Savannah was born healthy at term at a whopping 8 lbs 6 oz. At 4 months we started noticing little jerking movements. She was to old for a startle reflex and because I had a nephew who had myoclonic seizures and a sister who gave great advice we were diagnosed very quickly with infantile spasms. Phillip Pearl in Washington D.C. (whom we love) started us on ACTH and topamax and the spasms resolved. Then we weaned... and they came back. At 9 mos we did a second longer, lower dose course of ACTH and continued topamax and were seizure free for a blessed 2 years. At almost 3 years old Savannah had her first partial complex febrile seizure and has continued to have them only with fevers albeit even a low grade fever. Recently Savannah had her first 2 daytime seizures withing 12 days of each other, they were non febrile with no warning. It has been heartbreaking but we are trying to be brave with this wonderful kiddo.

Thursday, April 21, 2011

Souless Jerks

I really wanted to put a meaner title but my mother reads this. WHA Mercy Med group has officially denied our request for a better MRI for the second time. So we will appeal again. I am hoping Mike has some grounds for a nice nasty legal letter. Honestly, what was law school for if we can't write nasty letters to people who get in my kid's way. I am hoping to find some medical literature about the benefits of a 3 tessla MRI and then... there is always me taking another job to get insurance at UCD. I like my job but if we keep failing at appeals what else can I do?

Thursday, April 14, 2011

She pushes me to the edge just to yank me back before I jump.
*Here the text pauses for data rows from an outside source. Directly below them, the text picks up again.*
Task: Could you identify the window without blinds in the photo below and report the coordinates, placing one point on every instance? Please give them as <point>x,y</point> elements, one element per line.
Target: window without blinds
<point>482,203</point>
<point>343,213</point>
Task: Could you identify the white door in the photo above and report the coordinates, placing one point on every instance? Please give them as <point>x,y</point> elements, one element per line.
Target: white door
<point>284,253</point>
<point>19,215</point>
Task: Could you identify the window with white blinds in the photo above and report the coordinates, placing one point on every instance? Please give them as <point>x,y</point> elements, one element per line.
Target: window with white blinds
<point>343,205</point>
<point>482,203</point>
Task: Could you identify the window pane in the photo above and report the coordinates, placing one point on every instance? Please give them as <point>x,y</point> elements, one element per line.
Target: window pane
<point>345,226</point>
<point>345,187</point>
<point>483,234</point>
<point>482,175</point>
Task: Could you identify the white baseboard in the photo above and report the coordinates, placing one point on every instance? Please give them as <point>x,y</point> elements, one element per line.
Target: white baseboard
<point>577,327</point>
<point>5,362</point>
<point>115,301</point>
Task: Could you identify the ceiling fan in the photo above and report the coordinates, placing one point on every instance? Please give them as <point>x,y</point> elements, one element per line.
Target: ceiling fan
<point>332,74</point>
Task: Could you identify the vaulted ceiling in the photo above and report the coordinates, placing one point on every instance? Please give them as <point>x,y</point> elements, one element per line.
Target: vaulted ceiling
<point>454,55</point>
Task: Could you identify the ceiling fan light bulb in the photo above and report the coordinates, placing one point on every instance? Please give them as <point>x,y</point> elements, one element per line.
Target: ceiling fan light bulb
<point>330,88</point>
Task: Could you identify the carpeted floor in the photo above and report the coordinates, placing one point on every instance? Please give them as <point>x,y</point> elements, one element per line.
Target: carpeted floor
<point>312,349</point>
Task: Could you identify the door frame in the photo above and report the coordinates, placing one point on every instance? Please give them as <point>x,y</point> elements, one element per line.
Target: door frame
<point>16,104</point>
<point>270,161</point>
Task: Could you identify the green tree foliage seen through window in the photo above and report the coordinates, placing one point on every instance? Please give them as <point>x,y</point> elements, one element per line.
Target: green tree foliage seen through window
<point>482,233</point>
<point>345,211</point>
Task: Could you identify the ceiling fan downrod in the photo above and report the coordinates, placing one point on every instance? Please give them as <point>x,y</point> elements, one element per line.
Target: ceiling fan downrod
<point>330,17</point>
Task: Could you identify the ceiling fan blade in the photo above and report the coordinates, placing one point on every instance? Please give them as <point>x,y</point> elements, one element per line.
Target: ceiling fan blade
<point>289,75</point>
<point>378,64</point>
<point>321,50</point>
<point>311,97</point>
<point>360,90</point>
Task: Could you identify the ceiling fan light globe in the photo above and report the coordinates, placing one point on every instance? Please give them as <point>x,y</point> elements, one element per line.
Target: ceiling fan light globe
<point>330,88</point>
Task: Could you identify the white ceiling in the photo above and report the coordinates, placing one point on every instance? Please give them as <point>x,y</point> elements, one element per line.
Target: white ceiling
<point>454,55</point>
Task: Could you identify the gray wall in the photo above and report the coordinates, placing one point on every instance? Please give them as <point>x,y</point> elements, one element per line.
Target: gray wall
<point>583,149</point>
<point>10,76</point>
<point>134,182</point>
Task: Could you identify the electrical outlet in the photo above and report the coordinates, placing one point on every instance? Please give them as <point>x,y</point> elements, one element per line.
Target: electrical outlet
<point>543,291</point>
I was psycho parent on Tuesday. My "big girl britches" fell and I could not for the life of me put them back on. At swim Sav decided 10 minutes before her practice started she didn't like her fins so she started trying on a bunch in lost and found. Well practice started and there she is STILL trying on fins. I told her to pick a pair and hop in the water. She didn't. She kept on. I tried to help her quickly put a pair on only to have her take them off. I told her to "GET IN." About 8 minutes after practice started she got in and then proceeded to not at all swim but mosey from one side to the next while she was largely ignored by the coaches. They do have like 40 swimmers. At this point I will stop and say I really don't care if my kid ever wins a race. I do care that she does her best. So after I see this I go to the edge and I say if you don't actually swim you will be pulled out of the water. So she dawdles and barely swims to the other side. I yanked her out. Then, finally it clicks and she wants to be in the water so she ran away and jumped in. I was FUMING. (NONE of this story narrates my finest hour). After practice she comes to me and I ask her a series of no brainer questions. "Did you do your best?" "Were you being respectful by not listening to the coaches?" "What do you think your punishment should be?" I made her swim extra laps. She hopped in the pool in a lane where her friend was swimming and did a 2 laps of freestyle and 2 laps of breast stroke like I have NEVER seen before! She was neck and neck with a "normal" kid the whole time. She was using cross pattern so well, left and right moving alternately with her bottom half working in unison. It was a thing of beauty for this Mama (who pays a lot for private O.T.) to see. I couldn't believe it. And I don't understand why she doesn't show her coaches she can do this! I think she has the world fooled so we don't make her work harder. Game on Savannah, Game on.

Wednesday, April 6, 2011

Ha Ha! Remember that time when we only had febrile seizures?

So...we left off and I thought we would be changing from the Keppra. I need to back track here to the land of EEG's (cue magical music).
After we had Hipps arrythmia (the signature and devastating rhythm that is associated with Infantile Spasms) we never actually have seen a seizure on EEG. They were always febrile and nocturnal which never really coincided with our once or twice a year EEG. So we had a 24 hour VEEG (video eeg) a couple weeks ago and guess what? My kids seizures are like the hulk slowly busting out of his clothes and turning green. They are getting stronger and more frequent.

First they were with a high temp,asleep, and one at a time.

Then they were 2 at a time with a lower temp.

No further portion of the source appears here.